Чтобы украсть на доллар, надо на десять развести "срача".

Что нужно для того, чтобы исправить ситуацию?

Н: Более качественное планирование, в том числе связанное с открытыми бюджетами. Второе — это открытые спецификации. Что закупается — каждый себе под столом решает. Может быть, хорошо решает, а может быть, и плохо — какой именно стол, стул, чашка нужна. Следующий момент — это центральные закупочные комиссии. Да, много крадут, но гораздо большие потери оттого, что нет эффекта масштаба, нет возможности выстраивать взаимоотношения с прямым импортером или производителем товара. Из-за маленьких объемов многие вынуждены работать с кучей дистрибьюторов, которые могут поставить товар в условное село Черновицкой области.

Выгода от централизации закупок на уровне центральных органов как минимум сравнима с возможной выгодой от борьбы с коррупцией методом повышения прозрачности.

Р: НБУ исторически стоял особняком даже в законе о закупках. Для него есть много исключений, которые были изначально когда-то прописаны. И когда мы начали работать над совершенствованием процесса, мы поставили себе главную задачу — прозрачность.

Н: Закупки — это не панацея. Это не метод борьбы с коррупцией сам по себе, это не метод борьбы с плохим бюджетированием. У нас часто любят это все связывать. Кто-то получает скрытую дотацию, у кого-то покупают дороже, чем могли бы купить у конкурента. На сколько дороже, кто бенефициар этого процесса — совершенно непонятно. Это скрытый непрозрачный процесс, с которым мы постоянно пытаемся бороться. Поэтому я бы не стал говорить, что мы закупками сейчас всю страну вылечим. Много всего в бюджетах проходит помимо закупок — компенсации, оплата труда, субвенции. Процесс бюджетирования построен достаточно древним способом.

Есть вопросы к условиям тендера. Там иногда и слона можно спрятать.

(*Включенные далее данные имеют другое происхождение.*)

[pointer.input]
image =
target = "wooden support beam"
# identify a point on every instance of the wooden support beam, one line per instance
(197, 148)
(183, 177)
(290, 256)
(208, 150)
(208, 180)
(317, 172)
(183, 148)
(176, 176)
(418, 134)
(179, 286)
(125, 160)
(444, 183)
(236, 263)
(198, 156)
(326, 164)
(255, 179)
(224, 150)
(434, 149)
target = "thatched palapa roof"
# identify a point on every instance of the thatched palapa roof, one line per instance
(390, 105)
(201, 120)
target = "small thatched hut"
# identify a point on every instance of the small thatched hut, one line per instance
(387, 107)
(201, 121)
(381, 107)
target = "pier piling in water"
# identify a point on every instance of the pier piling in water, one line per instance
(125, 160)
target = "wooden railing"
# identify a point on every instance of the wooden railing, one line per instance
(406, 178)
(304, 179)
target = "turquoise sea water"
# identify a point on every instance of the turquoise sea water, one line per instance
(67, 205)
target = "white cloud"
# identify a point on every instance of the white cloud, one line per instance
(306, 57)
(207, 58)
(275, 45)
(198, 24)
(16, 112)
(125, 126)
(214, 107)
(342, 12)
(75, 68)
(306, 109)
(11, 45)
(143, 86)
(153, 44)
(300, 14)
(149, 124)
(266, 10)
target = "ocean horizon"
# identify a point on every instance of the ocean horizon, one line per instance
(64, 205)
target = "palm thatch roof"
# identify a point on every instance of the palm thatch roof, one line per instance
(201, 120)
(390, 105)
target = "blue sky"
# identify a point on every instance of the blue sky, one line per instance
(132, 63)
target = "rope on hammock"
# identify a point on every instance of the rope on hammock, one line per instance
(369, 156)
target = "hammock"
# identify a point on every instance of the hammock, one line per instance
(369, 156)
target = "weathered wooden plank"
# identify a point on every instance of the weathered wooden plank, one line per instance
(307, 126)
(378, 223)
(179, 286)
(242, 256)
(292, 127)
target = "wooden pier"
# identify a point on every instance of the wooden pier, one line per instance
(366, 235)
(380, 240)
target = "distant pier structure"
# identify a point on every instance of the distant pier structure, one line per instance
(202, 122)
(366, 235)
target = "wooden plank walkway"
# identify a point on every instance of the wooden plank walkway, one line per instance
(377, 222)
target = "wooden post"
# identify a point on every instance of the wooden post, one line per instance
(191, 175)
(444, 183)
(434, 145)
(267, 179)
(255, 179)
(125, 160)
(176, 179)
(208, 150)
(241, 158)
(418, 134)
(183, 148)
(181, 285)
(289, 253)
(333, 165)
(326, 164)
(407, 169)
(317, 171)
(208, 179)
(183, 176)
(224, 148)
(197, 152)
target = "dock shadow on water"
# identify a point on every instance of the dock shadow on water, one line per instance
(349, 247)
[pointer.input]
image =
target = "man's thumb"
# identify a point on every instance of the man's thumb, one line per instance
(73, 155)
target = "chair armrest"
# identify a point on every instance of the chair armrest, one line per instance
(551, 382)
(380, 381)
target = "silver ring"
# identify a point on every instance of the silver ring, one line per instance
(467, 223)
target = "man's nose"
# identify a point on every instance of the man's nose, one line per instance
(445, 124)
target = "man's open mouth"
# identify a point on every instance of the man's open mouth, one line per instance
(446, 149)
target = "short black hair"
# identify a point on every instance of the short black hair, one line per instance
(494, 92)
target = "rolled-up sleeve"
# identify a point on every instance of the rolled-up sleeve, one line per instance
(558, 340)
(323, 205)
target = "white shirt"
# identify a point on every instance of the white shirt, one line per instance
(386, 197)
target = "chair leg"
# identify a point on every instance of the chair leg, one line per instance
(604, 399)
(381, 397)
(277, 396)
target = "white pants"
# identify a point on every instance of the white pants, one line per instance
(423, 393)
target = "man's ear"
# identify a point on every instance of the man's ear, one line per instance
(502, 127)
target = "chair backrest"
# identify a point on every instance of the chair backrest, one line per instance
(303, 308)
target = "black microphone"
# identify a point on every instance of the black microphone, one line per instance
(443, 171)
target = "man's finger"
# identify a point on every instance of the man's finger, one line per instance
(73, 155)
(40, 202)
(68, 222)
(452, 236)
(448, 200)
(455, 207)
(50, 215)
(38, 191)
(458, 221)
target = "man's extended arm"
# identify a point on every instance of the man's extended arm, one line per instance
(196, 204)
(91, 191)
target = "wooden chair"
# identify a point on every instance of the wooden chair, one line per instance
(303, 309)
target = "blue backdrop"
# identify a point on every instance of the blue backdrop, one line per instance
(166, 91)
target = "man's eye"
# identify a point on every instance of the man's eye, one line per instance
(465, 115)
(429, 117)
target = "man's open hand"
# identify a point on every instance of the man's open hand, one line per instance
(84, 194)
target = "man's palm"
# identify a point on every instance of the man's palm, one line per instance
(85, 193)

Р: Условия тендеров всегда разные. Через них обходили инструментарий допороговых значений — 200 тыс. Одни закупают "цветы белые", а другие закупают "белые цветы", и в системе это разные коды, потому что в одном случае это будут фитонасаждения, а в другом — цветы для похорон (условно).

Н: Задача в конечном итоге очень простая — показать каждому гражданину, что все, о чем мы говорим, это не "государственные" деньги.

Это деньги, которые нам как государственным менеджерам доверили налогоплательщики, чтобы мы их эффективно использовали.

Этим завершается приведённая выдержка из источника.